I have it set up so that for example each row in the list page of "Categories" have links to the list page of "Products" with that category applied to the filter (like this). So with this solution I would have to know the operator and pass the full FilterSpec syntax from that page also. And if I change it in one place, I have to remember to change it elsewhere. And if users use the new Saved Queries feature that means all of a sudden the operator would propagate to the user history also and you would have to prune them or tell users to (although this is kind of an inherent issue with saved queries and making changes to filters). And with nested filters example this would be even more complex.

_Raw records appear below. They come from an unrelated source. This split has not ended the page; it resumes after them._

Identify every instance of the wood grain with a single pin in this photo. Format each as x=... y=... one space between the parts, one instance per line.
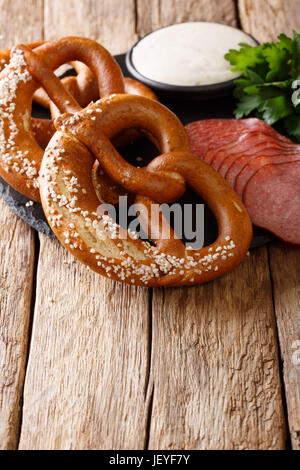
x=111 y=22
x=202 y=369
x=265 y=19
x=17 y=256
x=155 y=14
x=285 y=268
x=222 y=388
x=88 y=363
x=16 y=253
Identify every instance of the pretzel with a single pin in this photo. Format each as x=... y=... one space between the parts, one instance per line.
x=70 y=202
x=20 y=153
x=43 y=129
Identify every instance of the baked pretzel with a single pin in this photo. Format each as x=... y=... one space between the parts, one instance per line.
x=70 y=202
x=43 y=129
x=20 y=153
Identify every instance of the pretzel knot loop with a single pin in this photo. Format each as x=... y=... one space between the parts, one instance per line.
x=70 y=201
x=20 y=153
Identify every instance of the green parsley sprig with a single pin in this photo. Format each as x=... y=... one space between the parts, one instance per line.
x=268 y=86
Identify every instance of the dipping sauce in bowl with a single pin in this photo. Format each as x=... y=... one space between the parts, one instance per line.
x=187 y=57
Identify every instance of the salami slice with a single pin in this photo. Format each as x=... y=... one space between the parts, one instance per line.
x=241 y=161
x=252 y=145
x=272 y=197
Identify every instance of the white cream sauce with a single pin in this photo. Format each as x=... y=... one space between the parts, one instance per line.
x=188 y=53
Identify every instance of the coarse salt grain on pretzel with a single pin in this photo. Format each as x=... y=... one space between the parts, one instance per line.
x=20 y=154
x=70 y=202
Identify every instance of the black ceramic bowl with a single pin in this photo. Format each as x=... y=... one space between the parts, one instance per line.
x=178 y=92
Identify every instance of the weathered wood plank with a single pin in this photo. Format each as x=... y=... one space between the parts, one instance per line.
x=88 y=365
x=16 y=252
x=265 y=19
x=88 y=362
x=110 y=22
x=17 y=257
x=285 y=267
x=158 y=13
x=222 y=388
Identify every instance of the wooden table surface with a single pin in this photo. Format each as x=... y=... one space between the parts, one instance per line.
x=86 y=363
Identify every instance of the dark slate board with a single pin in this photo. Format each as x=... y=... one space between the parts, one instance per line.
x=187 y=111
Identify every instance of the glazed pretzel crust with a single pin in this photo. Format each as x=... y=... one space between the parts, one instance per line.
x=70 y=202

So I wouldn't want to use this way personally. I did keep testing it though, and found more issues:

It also breaks for me with ReferenceInput and ReferenceArrayInput with SelectInput and SelectArrayInput inside. Those are likely new bugs as I just upgraded to RA4 and they seemingly haven't worked out all the kinks yet. I'm new to these methods and their scope and I'm not confident I understand this enough to report the issue to them.

If you are curious about the details on how the Reference:

For the first case it correctly generates the filter and fetches the query, but then it can't render itself after that (no actual errors thrown).

<ReferenceInput
    source="categoryId"
    reference="categories"
    sort={{ field: 'id', order: 'ASC' }}
>
    <SelectInput label="Exclude category" {...setFilterOp('notIn', [])} />
</ReferenceInput>

Screenshot from 2022-05-17 03-04-06

ReferenceArrayInput doesn't even get that far, because react-admin assumes the value is an array (see here and here) and this breaks before it even generates the call to the provider.

<ReferenceArrayInput
    source="storeIds"
    reference="stores"
>
    <SelectArrayInput
        label="Stores"
        {...setFilterOp('contains', [])} // This is an `integer[]` in postgres so "in" operator doesn't exist.
    />
</ReferenceArrayInput>

The latter case is indeed a ReferenceArrayInput, meaning my product table has store_ids integer[]. This is why the default operator (in) doesn't exist for that case. It's a shame RA don't share this type of data to the data provider.

Thank you for testing :). I did not test the library with version 4 yet, so maybe there are some adjustments required. I will have a look into that.